Wa'alaikumsalam wa rahmatullah...,

Sang gadis yang di panggil Bu. Nyai itu menjawab secepat yang ia bisa. Kecepatan yang selalu menyertai pandangann yang semakin menunduk, dan langkah yang semakin cepat itu segera saja mengakhiri komunikasi  tak jelas diantara mereka.
Sang gadis berlalu.

Kelima pemuda tersenyum, lalu masuk kedalam " Kost Gaul huhhuuuu..,"

Singkat, tetapi selalu saja berhasil mengusik hati dan pikiran sang gadis dalam kesehariannya.

Kost-kostan bernama aneh itu di huni 5 orang mahasiswa. Empat diantaranya yang melantunkan sapaan kompak untuk bu Nyai.
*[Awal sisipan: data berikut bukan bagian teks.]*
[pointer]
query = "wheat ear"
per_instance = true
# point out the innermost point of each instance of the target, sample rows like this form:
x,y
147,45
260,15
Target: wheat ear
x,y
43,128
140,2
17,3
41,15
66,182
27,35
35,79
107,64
Mereka berlima sedang berkuliah di Ngaliyan. Dua orang anak syari'ah IAIN Wali Songo Semarang : Sugianto (biasanya dipanggil Yanto), Sulaiman (selalu saja minta dipanggil Iman tapi temen-temennya panggi Aman.
:Sebuah kata yang mewakili perasaan hati para sahabatnya kala berada di dekatnya )
Tiga orang yang lain mengambil jurusan Bahasa Inggris di universitas swasta yang tergolong baru :Universitas Reformasi. Sebuah nama yang cukup nengguncang juwa anak muda , mungkin juga orangtua.


"Yang harus direformasi sesungguh nya bukan hanya negara beserta sistemnya, akan tetapi lebih , dan terutama kehidupan ini ! Khususnya moral!"

Ketiga pemuda yang kuliah disana adalah Pramono setyo Hasan (biasa di panggil Doyok), Romdhoni (minta dipanggil Doni tapi semua temennya  memanggil Dono, sebuah "penghargaan" yang mereka berikan karena giginya yang keterlaluan , dan Abdurahman Ghozali (Ghozali)
Sudah sekitar 2 setengah bulan mereka tinggal dirumah kecil itu,
Dan sudah sekitar sebulan ini mereka selalu menyanyikan salam hangat yangg kata Dono  "untuk bidadari  yang cantiknya minta amlop
itulah mengapa sore tak pernah sepi disana. Karena setelah itupun masjid pesantren akan sedikit ramai akan guyonan anak kecil baik dari pengurus pondok pesantren putri maupun dari siswa TPA di masjid tersebut.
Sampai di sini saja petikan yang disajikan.